S’il reçoit de nous la lumière,
L’univers la reçoit de lui. »
« Il s’est montré dans l’après-dîner sur son balcon au peuple assemblé ; il était entre M. le comte d’Argental et le marquis de Thibouville », écrit Bachaumont. Ce balcon donne sur le bassin du Louvre, le rectangle d’or de Paris ; de là, Voltaire toise le palais vide de souverain depuis un siècle.
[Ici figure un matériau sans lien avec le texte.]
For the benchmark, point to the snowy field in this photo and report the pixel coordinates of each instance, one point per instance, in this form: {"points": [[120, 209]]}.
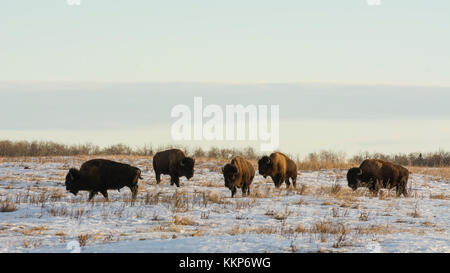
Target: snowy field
{"points": [[321, 215]]}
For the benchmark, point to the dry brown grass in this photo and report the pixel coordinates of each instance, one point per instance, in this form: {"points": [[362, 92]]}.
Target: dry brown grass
{"points": [[441, 196], [184, 221], [7, 205], [443, 173]]}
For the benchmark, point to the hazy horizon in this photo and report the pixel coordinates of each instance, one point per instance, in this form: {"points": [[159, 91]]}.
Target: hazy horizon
{"points": [[348, 76]]}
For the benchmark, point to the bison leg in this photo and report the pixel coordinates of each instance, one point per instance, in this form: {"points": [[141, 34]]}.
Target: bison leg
{"points": [[405, 191], [91, 195], [245, 191], [105, 194], [134, 190], [233, 192], [288, 183], [276, 180], [175, 179]]}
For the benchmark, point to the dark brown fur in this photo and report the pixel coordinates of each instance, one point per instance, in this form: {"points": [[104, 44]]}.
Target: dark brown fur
{"points": [[238, 174], [100, 175], [174, 163], [279, 167], [376, 174]]}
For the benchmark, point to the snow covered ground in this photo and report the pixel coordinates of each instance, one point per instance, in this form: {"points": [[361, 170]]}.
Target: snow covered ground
{"points": [[321, 215]]}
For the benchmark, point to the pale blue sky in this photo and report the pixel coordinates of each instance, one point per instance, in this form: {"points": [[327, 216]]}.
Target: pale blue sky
{"points": [[398, 42], [347, 76]]}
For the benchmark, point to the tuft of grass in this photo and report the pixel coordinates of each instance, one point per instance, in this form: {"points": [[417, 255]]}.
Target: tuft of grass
{"points": [[183, 221], [83, 239]]}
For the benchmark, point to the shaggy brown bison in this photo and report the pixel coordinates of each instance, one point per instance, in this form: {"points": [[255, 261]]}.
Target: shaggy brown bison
{"points": [[174, 163], [376, 174], [279, 167], [100, 175], [238, 174]]}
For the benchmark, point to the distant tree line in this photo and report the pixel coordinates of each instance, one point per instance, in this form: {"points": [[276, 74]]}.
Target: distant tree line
{"points": [[323, 159]]}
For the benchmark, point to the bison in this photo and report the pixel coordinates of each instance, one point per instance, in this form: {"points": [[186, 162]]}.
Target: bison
{"points": [[100, 175], [238, 174], [279, 167], [376, 174], [174, 163]]}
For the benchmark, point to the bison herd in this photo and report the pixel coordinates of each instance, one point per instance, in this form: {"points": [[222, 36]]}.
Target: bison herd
{"points": [[101, 175]]}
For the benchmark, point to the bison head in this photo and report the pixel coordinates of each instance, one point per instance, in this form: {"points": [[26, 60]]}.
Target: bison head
{"points": [[265, 165], [230, 173], [186, 167], [71, 180], [354, 178]]}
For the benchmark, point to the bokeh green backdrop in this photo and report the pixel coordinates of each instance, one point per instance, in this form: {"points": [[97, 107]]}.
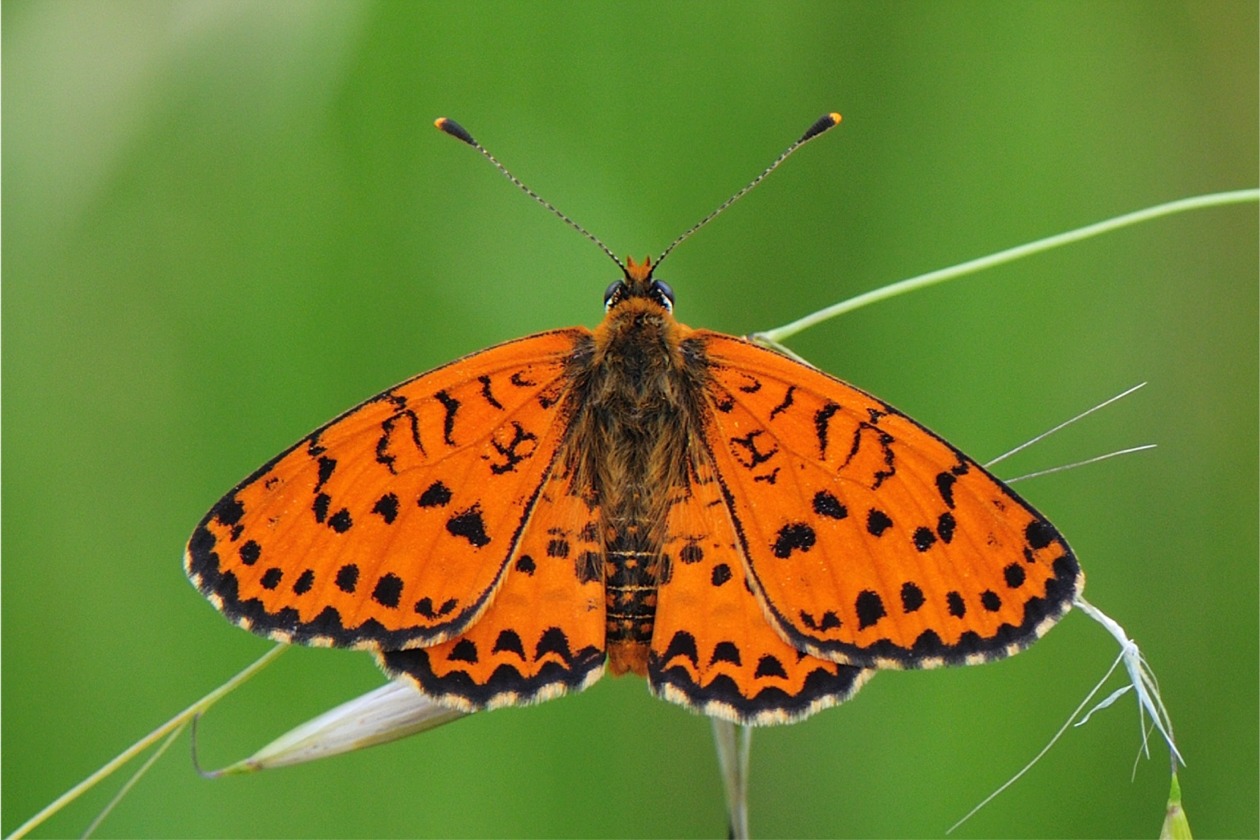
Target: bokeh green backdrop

Le 7 mai, Voltaire présente à l’Académie française le projet d’un nouveau dictionnaire ; il réclame pour cela à Wagnière, retourné à Ferney, tous les livres de sa bibliothèque. Le 11, il entre en agonie. Le 26 mai, il apprend que le fils de Lally vient d’obtenir du parlement de Bourgogne la cassation de l’arrêt qui, en 1766, avait condamné son père « à être décapité comme dûment atteint d’avoir trahi [à Pondichéry, vers la fin de la guerre de Sept Ans] les intérêts du roi, de l’État, et de la Compagnie des Indes, d’abus d’autorité, vexations, et exactions ». Voltaire s’était employé avec beaucoup d’énergie à la réhabilitation du général. Il trouve la force d’écrire au comte de Lally : « Le mourant ressuscite en apprenant cette grande nouvelle ; il embrasse bien tendrement M. de Lally ; il voit que le roi est le défenseur de la justice : il mourra content ».
            Le 30 mai 1778, Voltaire meurt, en effet, à l’hôtel de Villette. Comme on n’est pas tout à fait sûr que sa rétractation soit vraiment recevable, on transporte secrètement sa dépouille en carrosse jusqu’à l’abbaye de Scellières, voisine de Troyes, où l’inhume un neveu.